T. Raumschmiere, Radio Blackout (Novamute); Sean Paul, "Get Busy"; and Lumidee, "Never Leave You (Uh Oooh, Uh Oooh)": Not really a fair comparison. Sean Paul went to No. 1 and Lumidee to No. 3 on the Billboard Hot 100 singles chart. Collectively, though, they were the inescapable calling cards of the Diwali coming-out party.

T. Raumschmiere wasn't so lucky. His schaffel-infested first major U.S. release barely dented college radio. Nevertheless, if you seek a mix of dirty digitalia and garage grime, "Monstertruckdriver" and "The Game Is Not Over" (featuring Miss Kittin's in-the-red yelps) are the prefect sleazy rush.

The Compilations:

Various Artists, Schaffelfieber 2 (Kompakt); Various Artists, Diwali (Greensleeves): Collections that revel in their respective grooves. Kompakt, one of Cologne's premier techno exports, gathers some of its favorite sons (Wolfgang Voigt, Michael Mayer, T. Raumschmiere) and one unlikely old-schooler (welcome back The Orb!) to ride one beat for more than 70 minutes.

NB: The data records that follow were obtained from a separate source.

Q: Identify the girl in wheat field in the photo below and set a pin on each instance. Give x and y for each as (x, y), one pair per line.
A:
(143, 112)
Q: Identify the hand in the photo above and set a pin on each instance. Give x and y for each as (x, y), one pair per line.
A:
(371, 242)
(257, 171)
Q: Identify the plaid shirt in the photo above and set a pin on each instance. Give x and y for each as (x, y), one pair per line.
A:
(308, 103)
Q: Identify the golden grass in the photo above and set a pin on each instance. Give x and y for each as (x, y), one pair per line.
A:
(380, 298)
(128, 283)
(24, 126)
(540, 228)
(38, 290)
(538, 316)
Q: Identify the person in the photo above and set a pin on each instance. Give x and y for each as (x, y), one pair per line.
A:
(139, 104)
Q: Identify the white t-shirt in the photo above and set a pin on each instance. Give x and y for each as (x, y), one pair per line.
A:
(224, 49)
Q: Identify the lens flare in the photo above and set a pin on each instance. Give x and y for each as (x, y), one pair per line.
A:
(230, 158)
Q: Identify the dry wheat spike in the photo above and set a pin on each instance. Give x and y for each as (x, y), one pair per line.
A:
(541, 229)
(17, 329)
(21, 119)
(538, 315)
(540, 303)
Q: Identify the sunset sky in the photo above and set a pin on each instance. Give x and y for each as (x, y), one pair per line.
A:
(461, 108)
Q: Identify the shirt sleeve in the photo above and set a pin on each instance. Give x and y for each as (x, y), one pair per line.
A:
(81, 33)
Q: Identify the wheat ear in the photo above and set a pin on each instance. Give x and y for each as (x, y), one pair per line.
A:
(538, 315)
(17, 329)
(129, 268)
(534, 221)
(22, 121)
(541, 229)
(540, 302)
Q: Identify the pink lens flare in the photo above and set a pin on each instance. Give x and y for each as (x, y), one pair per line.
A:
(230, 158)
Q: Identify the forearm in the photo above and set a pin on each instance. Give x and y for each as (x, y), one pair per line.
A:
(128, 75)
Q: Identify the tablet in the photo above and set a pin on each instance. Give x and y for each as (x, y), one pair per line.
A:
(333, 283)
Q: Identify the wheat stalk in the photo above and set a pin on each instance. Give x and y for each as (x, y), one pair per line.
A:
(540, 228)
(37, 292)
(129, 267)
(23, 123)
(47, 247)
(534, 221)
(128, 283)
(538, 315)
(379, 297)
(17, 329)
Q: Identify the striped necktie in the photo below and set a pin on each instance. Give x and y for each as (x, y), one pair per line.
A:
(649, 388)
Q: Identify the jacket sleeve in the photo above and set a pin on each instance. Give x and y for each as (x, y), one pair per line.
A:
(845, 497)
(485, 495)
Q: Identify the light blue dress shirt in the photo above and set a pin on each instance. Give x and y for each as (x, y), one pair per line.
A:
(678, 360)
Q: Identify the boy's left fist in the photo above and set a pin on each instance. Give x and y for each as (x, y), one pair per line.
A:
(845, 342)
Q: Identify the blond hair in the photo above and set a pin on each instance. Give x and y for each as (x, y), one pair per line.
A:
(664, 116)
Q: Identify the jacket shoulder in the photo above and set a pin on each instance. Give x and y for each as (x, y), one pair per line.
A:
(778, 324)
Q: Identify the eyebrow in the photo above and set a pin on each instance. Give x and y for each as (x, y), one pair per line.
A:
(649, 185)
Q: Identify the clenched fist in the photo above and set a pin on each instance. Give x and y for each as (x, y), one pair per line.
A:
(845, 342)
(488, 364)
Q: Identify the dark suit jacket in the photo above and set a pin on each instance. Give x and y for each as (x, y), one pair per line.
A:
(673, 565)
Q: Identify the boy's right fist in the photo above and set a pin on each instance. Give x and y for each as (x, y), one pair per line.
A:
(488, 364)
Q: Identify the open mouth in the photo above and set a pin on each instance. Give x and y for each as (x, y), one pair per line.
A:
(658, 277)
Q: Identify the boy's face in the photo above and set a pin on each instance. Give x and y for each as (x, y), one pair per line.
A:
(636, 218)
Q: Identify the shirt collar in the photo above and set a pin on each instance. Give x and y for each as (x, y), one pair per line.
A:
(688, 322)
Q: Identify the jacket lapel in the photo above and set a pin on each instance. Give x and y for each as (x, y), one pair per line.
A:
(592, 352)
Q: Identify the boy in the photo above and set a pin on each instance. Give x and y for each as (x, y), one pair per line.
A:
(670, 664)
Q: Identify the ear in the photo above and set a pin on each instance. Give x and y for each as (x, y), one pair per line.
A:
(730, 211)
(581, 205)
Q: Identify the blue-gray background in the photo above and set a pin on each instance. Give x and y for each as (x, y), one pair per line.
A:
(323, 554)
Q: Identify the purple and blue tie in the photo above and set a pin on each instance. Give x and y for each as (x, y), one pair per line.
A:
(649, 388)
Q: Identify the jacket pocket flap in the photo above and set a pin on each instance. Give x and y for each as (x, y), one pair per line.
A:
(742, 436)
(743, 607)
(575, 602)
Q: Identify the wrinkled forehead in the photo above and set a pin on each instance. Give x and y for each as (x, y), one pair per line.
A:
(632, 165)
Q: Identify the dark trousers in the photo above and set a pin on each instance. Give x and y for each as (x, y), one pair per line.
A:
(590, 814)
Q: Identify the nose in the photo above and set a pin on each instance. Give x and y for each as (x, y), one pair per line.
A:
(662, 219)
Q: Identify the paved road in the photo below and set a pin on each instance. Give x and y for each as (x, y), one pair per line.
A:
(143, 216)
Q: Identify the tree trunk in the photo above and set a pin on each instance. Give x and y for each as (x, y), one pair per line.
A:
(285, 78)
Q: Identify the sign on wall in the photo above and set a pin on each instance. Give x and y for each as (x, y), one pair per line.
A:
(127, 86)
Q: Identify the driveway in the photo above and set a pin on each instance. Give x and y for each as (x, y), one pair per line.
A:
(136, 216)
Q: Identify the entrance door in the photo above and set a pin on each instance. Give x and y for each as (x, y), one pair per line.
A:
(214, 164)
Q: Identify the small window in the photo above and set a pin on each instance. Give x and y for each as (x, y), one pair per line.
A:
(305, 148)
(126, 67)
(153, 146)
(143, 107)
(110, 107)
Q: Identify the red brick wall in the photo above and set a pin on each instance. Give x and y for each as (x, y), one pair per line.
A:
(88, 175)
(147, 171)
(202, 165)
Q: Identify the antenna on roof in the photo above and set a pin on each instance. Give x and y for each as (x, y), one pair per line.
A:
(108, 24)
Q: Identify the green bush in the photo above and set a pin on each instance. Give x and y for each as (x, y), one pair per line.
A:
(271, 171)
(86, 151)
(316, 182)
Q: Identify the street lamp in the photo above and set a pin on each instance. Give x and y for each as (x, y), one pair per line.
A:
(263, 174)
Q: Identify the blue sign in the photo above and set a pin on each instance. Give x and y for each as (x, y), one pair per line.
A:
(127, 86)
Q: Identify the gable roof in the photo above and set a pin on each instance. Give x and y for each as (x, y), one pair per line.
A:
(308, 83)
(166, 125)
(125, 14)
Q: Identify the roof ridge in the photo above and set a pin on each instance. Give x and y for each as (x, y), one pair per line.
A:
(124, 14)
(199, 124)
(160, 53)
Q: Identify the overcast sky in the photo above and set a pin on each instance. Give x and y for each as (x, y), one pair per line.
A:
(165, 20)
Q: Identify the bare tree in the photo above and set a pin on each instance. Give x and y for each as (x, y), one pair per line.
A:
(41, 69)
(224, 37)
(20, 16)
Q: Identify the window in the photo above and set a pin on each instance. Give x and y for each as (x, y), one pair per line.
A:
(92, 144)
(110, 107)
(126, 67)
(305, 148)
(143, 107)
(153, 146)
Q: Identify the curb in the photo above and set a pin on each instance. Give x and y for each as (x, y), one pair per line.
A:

Meanwhile, the 2002 Diwali entry in the ongoing Greensleeves rhythm series compiles all the vocalists who jumped Lenky's riddim train before it blew up (including Beenie Man, Wayne Wonder and Elephant Man).

The Next Generation:

Rachel Stevens, "My LA Ex"; and Missy Elliott, "Pass the Dutch": Stevens, a former member of the U.K.'s teen-pop sensation S Club 7, shows just how malleable schaffel can be, sculpting an acoustic-guitar-driven Britney wanna-be.

Never to be confused with Britney wanna-bes, Missy and Timbaland's new bomb is sort of the Diwali "Work It," with a dissonant moan to make you think you're watching a chop-happy Atlanta Braves game.